Therapy garden to provide food and comfort for shelter occupants

The therapy garden at the women’s shelter in Stony Rapids follows a circular design to honour the First Nations culture. (Pamela Huerto/Submitted)

“People can just walk the circles, they can relax, they can just enjoy the moment.”

– Frank Tecklenburg, Earth Connections

Women and children seeking comfort in a new Stony Rapids shelter will have a therapy garden to grow their own food.

The six-unit shelter is called Sa kew chu sa’kew ko’ni kwa—meaning ‘a home for women and children’s shelter’—and surrounds the Dene culture. It officially open in September.

Frank Tecklenburg of Earth Connections in Vanscoy has been working with the Athabasca Health Authority (AHA) for years to help with food security.

Tecklenburg travelled to Stony Rapids to install garden towers in the school there about a year and a half ago. He and AHA Health Promotions Manager Pamela Huerto were having lunch one day, and decided to do a therapy garden in the shelter.

“The ladies and children that will be there won’t be there under the best circumstances, but I really hope this will give them a space where they can kind of do some of that land-based healing and relax a bit, connect to nature, have something to nurture and just overall have a safe space,” said Huerto.

Also a registered dietitian, Huerto said the AHA has been encouraging growing your own food. Fresh produce is difficult to find in northern Saskatchewan.

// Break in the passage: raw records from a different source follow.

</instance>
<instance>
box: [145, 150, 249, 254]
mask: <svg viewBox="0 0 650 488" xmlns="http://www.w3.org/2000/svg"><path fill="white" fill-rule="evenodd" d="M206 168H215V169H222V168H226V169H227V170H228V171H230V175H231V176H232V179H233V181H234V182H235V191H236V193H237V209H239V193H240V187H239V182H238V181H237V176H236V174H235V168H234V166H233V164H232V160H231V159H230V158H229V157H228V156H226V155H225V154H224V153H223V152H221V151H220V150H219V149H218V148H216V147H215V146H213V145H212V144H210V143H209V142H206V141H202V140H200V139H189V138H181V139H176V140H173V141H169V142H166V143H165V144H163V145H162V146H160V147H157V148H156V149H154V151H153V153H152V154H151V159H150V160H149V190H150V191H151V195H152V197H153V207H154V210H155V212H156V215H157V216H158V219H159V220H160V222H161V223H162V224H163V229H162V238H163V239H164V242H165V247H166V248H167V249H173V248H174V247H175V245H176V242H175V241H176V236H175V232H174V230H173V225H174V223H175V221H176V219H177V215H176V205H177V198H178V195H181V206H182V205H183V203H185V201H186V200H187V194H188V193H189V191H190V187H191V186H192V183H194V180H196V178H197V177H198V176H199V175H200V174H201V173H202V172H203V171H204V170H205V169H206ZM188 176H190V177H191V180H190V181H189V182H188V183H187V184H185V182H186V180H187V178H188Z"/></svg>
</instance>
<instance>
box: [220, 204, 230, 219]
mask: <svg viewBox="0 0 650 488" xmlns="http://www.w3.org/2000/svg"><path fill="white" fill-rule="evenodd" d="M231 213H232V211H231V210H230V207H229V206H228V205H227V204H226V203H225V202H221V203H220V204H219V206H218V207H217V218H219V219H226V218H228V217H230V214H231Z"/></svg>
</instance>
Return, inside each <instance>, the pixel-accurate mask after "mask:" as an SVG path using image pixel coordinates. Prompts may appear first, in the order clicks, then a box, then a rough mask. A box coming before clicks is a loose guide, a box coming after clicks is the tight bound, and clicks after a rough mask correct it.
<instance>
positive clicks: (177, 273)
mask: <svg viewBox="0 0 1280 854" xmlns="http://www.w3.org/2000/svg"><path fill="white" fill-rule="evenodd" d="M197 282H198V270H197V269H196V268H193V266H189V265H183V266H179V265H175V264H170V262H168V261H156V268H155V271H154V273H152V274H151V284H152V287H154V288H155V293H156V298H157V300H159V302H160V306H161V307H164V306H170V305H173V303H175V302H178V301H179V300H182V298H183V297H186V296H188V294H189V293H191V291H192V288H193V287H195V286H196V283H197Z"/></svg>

“It is a challenge because up here mostly the conditions aren’t great for it. We have obviously really cold winters, really short summers. Most of the soil isn’t really appropriate. We typically have sand and rock,” she said.

This is why Huerto requested that the garden provides fruit—it has raspberry, chokecherry and blueberry bushes and apple trees. Because of the harsh conditions, they used mature plants that will hopefully survive the season.

In addition, there’s a garden bed where the women and children can grow whatever they want. Huerto planted potatoes in it for now, that will be ready to eat when people start living there next month.

But the garden will provide more than just fresh food.

“Therapy gardens have been done for a variety of different purposes and as a stress relief, as a way for people to be able to relax,” explained Tecklenburg.

He’s put raised garden beds in seniors homes so that they, too, can have plants to take care of. Tecklenburg described the women’s shelter as a continuation of that initiative.

Additionally, he designed the garden to suit the First Nations culture, working with Steven Wiig of Holistic Landscape Design to bring it to life.

The pathways take you in a circle along the four directions, honouring connections of the mind, heart, body and spirit.

In the middle of the circles is an open space with benches.

“People can just walk the circles, they can relax, they can just enjoy the moment,” said Tecklenburg.

He said his family business is passionate about supporting other people using gardens for therapy and fresh food: “That’s why we do what we do. I don’t know how else to explain it. It’s amazing and we’re really grateful to have the opportunity.”

Earth Connections has worked with nearly 30 First Nations for a variety of projects and workshops.